There are no grammatical mistakes here — which is expected, since the model is trained on words, and not characters. However, the output is a mix of overfit text and hallucinations. The beginning of the output is the exact continuation of the input, which comes from an iOS tutorial I once wrote. However, at some point, it switches to a nearly-random set of words. This random set resembles some of the novels I wrote, but they don't make sense.

It is worth mentioning again that this result comes from the weights the model had around epoch 90. Weights from earlier epochs resulted in text with no meaning, and from later epochs, in copies of the training data due to overfit.

The model trained on words seems to be unable to find the balance between learning my writing style, learning to generate text that makes sense, and not overfitting the training data.

# Final conclusion

it seems that LSTMs can only scratch the surface of text generation.

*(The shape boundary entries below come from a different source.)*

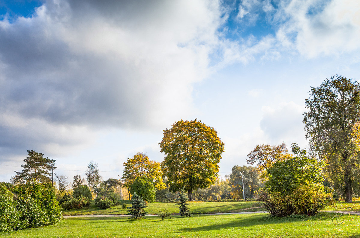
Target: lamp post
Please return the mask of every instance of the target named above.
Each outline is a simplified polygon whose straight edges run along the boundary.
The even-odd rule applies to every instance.
[[[120,177],[120,175],[118,174],[118,176]],[[122,181],[121,181],[121,177],[120,179],[120,200],[122,200]]]
[[[244,188],[244,175],[243,174],[243,173],[242,173],[241,172],[240,172],[240,173],[241,174],[241,177],[243,179],[243,196],[244,197],[244,200],[245,200],[245,189]]]

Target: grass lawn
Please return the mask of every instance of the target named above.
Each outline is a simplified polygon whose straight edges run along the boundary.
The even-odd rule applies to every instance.
[[[173,216],[138,220],[125,217],[67,218],[58,224],[0,233],[0,237],[360,237],[360,216],[343,215],[337,228],[333,214],[300,219],[263,214]]]
[[[123,200],[128,204],[128,207],[131,206],[130,201]],[[254,209],[257,202],[211,202],[193,201],[188,202],[190,211],[193,214],[201,214],[214,213],[229,213],[231,212],[253,211],[259,210]],[[166,211],[172,213],[179,212],[179,205],[176,202],[149,202],[145,211],[149,214],[156,214],[160,210]],[[78,210],[66,210],[63,211],[64,215],[115,215],[127,214],[121,206],[113,206],[107,209],[100,209],[95,206],[94,202],[91,201],[90,206],[87,208]]]
[[[354,201],[352,202],[344,201],[337,202],[334,206],[327,206],[326,211],[360,211],[360,201]]]

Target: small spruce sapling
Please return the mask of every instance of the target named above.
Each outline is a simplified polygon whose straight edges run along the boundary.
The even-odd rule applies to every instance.
[[[124,210],[126,210],[126,208],[127,208],[127,206],[126,205],[126,204],[124,202],[122,205],[121,207],[122,208],[122,209],[124,209]]]
[[[186,202],[188,200],[187,196],[184,192],[183,190],[181,190],[180,194],[179,195],[179,198],[177,199],[178,202],[176,203],[177,205],[180,205],[179,209],[180,209],[180,215],[181,216],[191,216],[191,213],[189,209],[189,206],[188,203]]]
[[[162,218],[162,220],[164,220],[164,218],[166,217],[167,217],[171,215],[171,214],[168,211],[166,211],[166,209],[165,209],[164,210],[164,211],[159,211],[159,213],[157,214],[158,216]]]
[[[129,212],[129,214],[132,215],[132,216],[129,219],[142,218],[147,214],[147,213],[144,211],[143,210],[146,207],[145,202],[136,193],[134,193],[131,198],[131,206],[127,211]]]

These models output content that individually makes sense (such as characters that make up actual words), but they struggle to arrange these successful units in a meaningful way, apparently being unable to create useful sentences without overfitting the training data.

In order to bridge this gap, it seems like we need a model that can understand the relevance of each word relative to each other. This likely means a model that contains attention mechanisms, which I will explore in the next assignment.